Hi LisaLoveTacos , Hola and good morning.

I have just started Peginterferon Alpha 2a too. I have started on 45 and just had my 4th injection, this week. After my 3rd injection, I had a review and my platelets had increased, so the consultant wanted to double my dose. We talked about the side effects, I was experiencing and within minutes I was rushed off for ECG and blood pressure tests, my blood pressure was ridiculously high, but after the talk of a possible heart problem, it would be.

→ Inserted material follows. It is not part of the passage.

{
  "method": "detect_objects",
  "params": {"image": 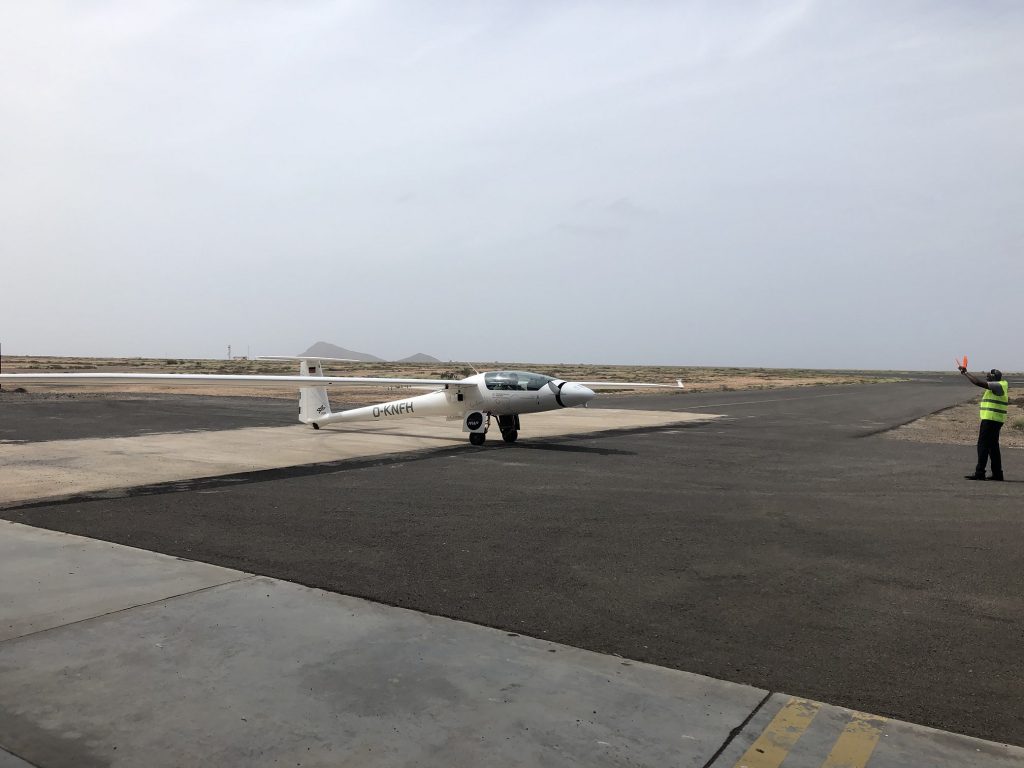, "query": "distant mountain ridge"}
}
[299,341,440,362]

Fortunately I've had lots of support on the forum and I requested to stay on the lower dose. After reviewing tests my consultant agreed for me to stay on the lower dose until my next review in January. Low & slow is the advice I am trying to follow.

Initially, my peg journey was rough, with many side effects. Stomach cramps, diarrhoea, light- headed, joint pain, blurred vision, loss of appetite, fatigue etc. After my 4th injection things have significantly improved. I have my injection on a Monday so Sundays are my best day 😊

I really hope everything improves for you too. I was offered a choice between Peg & Hydroxycarbamide. The lovely people,on this forum, overwhelming recommend Peg.

I hope you have started on a low dose too. If not, it may be worth speaking to your medical team. Obviously we are all very different and I hope you can get support to manage this.

I was advised to take paracetamol 45 mins before my injection, I'm not sure if this would help too.

Keep us all posted. There are amazing people on here, who will be able to offer you support and improve our understanding of PV. I find thus forum very supportive and I'm very grateful, for this.

Try to do something you love, however small 🥰

Take care x

LisaLoveTacos in reply to Lyndjs5 months ago

Thank you so much for your reply! I will take you advice and try the paracetamol before the next injection. Thank you!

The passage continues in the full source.